MoP is a promising anode material choice for alkali ion storage ascribed to its superior electrochemical performance. However, severe volume expansion and poor stability limited its output performance. Here, well-dispersed MoP nanoparticles are confined in carbon nanofiber skeleton by facile electrospinning method, further introduction of titania enhances the interfacial reaction and structure stability. As a result, the carbon nanofiber encapsulated MoP/TiO₂ composite exhibited 150 mAh g⁻¹ at 1 A g⁻¹ for 4000 cycles, without obvious capacity decay. The homogenous dispersion and heterostructure construction contribute to its superior performance.
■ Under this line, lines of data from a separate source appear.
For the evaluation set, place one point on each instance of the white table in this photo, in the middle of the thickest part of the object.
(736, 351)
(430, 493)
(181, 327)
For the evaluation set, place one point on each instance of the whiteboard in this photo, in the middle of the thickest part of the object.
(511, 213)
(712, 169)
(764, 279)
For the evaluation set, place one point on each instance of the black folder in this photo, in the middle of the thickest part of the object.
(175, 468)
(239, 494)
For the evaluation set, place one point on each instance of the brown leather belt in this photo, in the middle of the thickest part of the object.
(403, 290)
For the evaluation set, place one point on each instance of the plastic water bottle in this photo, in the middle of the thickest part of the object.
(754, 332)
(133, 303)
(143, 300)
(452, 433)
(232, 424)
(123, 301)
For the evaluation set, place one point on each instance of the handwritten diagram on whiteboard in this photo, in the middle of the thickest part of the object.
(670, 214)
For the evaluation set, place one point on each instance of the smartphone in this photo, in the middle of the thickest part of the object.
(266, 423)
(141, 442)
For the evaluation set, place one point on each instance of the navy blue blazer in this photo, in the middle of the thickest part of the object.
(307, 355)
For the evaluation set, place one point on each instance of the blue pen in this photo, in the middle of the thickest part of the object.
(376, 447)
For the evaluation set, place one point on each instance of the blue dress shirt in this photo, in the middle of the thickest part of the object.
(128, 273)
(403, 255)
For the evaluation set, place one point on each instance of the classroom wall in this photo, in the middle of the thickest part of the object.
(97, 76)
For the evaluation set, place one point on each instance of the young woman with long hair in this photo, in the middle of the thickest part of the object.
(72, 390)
This design provides a simple way for the phosphide preparation.

GRAPHICAL ABSTRACT

KEYWORDS:

• Sodium ion battery
• phosphide
• electrospinning
• heterostructure

Introduction

Featuring earth-abundant and low-cost, sodium ion batteries (SIBs) become competitive for complement or even replacement of LIBs. SIBs share similar working mechanism with LIBs, and close electrode redox potential especially in organic solvent like propylene carbonate [1,2] (−2.71 V for Na and −3.04 V for Li vs. standard hydrogen electrode) exhibits its competitivity. Obstacles for SIBs lie in the larger radius of Na⁺ compared to Li⁺, leading to sluggish sodium ion diffusion, thus making it harder to find the suitable electrode materials. As an attractive candidate, phosphorus-based materials hold the advantage of high theoretical capacity and low sodium-embedding voltage [3,4]. And the intermediate Na_xM/Na_xP phases formation upon electrochemical cycling of metal phosphide can effectively buffer the volume expansion [5]. Among them, molybdenum phosphide (MoP) has drawn much attention due to its superior electronic conductivity and great electrochemical activity for alkali metal ions storage [6–11]. Similar to other conversion-type materials, MoP is also puzzled by poor cycling stability and inferior diffusion kinetics.
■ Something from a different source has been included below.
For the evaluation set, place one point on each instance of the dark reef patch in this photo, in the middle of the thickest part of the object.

Building conductive carbon matrix and coupling nanocrystals to construct heterostructures are practical and efficient ways to improve electrochemical performance for the material modification [4,12,13]. Advantages of one-dimensional nanomaterials include large active surface areas, high endurance for deformation stress, shortened ion diffusion path [14]. As a straightforward and versatile fabrication method for the synthesis of one-dimensional nanomaterials, electrospinning has been an appealing option. Particles in nanoscale can effectively alleviate the structure stress brought by the volume expansion during electrochemical cycles [15,16]. Zeng et al. exploited strong chemical bond of Mo–N to reinforce the charge transfer and structural stability of heterostructure [17,18]. The periodic arrangement of metal ions and organic ligands like MOFs (metal–organic frameworks) can be transformed into metal-based carbon hybrids after calcination, achieving the nanocrystallization and preventing agglomeration among nanoparticles [19–21].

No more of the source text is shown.